Chris leaned back, distractedly brushing her dusty hands across the smooth beads of the abacus. That was how the military worked. The high command had to consider things at a level of impersonal distance - battles and strategy were equations to be balanced, companies as partitions to fill - or nothing could get done. And every commanding officer learned that some degree of detachment was necessary, or he'd be too choked with guilt or grief to command at all, to send men off to die, to make the decisions to leave men behind when the entire army was at stake. Impersonal frugality with lives was the nature of the job.
Chris pinched the bridge of her nose and sighed. She'd learned that detachment over the years, and mastered it today more than ever. Now she felt severed from herself as well, displaced and thin and cold. It seemed as if she were standing slightly behind herself, her front brushing just behind where her heart would be.
She couldn't stay here, in this cold place. At the end of the day, a leader had to remember that fifty men in a company were fifty men, fifty lives, fifty places at tables. If you let yourself feel they don't matter...
Chris had crossed paths with a man like that in the last war, who saw the death toll after a battle as simply a way of keeping score. If a situation forced him to give up three companies, he'd see it as a nuisance, not a sacrifice; to him, he'd not be losing anything of irreplaceable value. He led armies because he could, not because he had anything precious to protect.
He was working for Harmonia now, and she wished them joy with him; she herself would never put her army in the hands of such a man.
And she wouldn't let herself become his reflection.
Unwashed, still armored, sitting on an uncomfortable stool at a shaky table in a stuffy tent, Chris Lightfellow rubbed her eyes and tried to turn the numbers back into men.
Most of the companies still had their commanders, dusty and tired men and women who'd made it through with only minor injuries, but she knew who the casualties were, and the names and faces to put to them.
Douna of the Sixth was still missing. One of the few female knights besides Chris, she'd been a career soldier without a family, and steady, reliable commander.
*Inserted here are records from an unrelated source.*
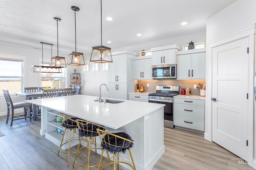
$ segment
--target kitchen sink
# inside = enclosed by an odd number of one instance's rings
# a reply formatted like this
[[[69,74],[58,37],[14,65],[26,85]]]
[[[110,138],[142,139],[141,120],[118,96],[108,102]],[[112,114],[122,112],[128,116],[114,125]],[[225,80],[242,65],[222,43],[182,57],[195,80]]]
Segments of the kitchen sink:
[[[95,99],[94,100],[93,100],[94,101],[96,101],[96,102],[98,102],[99,101],[99,100],[98,99]],[[102,99],[102,103],[104,103],[104,99]],[[113,99],[106,99],[106,103],[112,103],[112,104],[118,104],[118,103],[122,103],[124,102],[124,101],[122,101],[121,100],[114,100]]]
Chris hoped she'd turn up alive, but knew better than to expect much. Instead of the woman's pockmarked face, her mind's eye kept showing her a pair of empty boots.
The Twelfth Company had also lost their commander. Lassen had been a bright young man originally serving under Leo. He never kept silent if he felt a superior officer was making a mistake, a trait that made him a potentially promising officer, and a potential liability. Chris had transferred him to her own command, where she and Salome could keep an eye on him and judge which he was.
Well, the Goddess will be the one judging him now, Chris thought, and felt a knot in her gut. Honest regret, or guilt over not feeling regret? The feeling was gone too soon to be sure. But she'd found the edge of things, and she pressed on slowly, carefully, afraid she'd press too hard and land in something false.
There was one other casualty: the commander of the Seventh Company. Kirr had been found at last, with a twisted leg and crippling shoulder wound. The runner told her that he'd grinned despite the pain when they told him he was going home as soon as he was well enough to travel. Chris thought she knew why; he'd mentioned once that his eldest daughter was expecting. Kirr would be there to welcome his grandchild into the world.
She'd felt genuine relief when news of Kirr had come; he was under Percival's command, but the older man still had the warm face and demeanor that she remembered from when, years ago, she'd served under him.
A twinge from her shoulders made Chris realize she'd been slouching over the table. She shifted on the stool and stretched her arms, feeling the soreness of weary muscles.
She'd almost got it now, she was almost there... Chris turned her mind to two other officers who'd made it, to try feel the same relief over them that she did for Kirr. But Salome Harras and Borus Redrum might as well have been numbers as names, for all she felt.
They almost died, she reminded herself savagely, trying to shock herself out of indifference. She stared unblinking into the gaslight's flame, willing herself to feel something, to react, to care. Water prickled at the corners of her eyes, but it was only because of the bright light; whatever part of herself she'd reached thinking of Kirr was gone, slipped away without even a hollow feeling to mark its absence. She closed her eyes tightly, squeezing the false tears out to damp her eyelids.
She clenched her hands into fists in frustration with herself, making her nails bite sharply into her calloused palms. The pain gave her some small, bitter measure of satisfaction. You turned your back on them. You left them to die. And now you don't even care. Not that they almost died, not that they're alive. You only care about them as cogs in your clockwork army of numbers.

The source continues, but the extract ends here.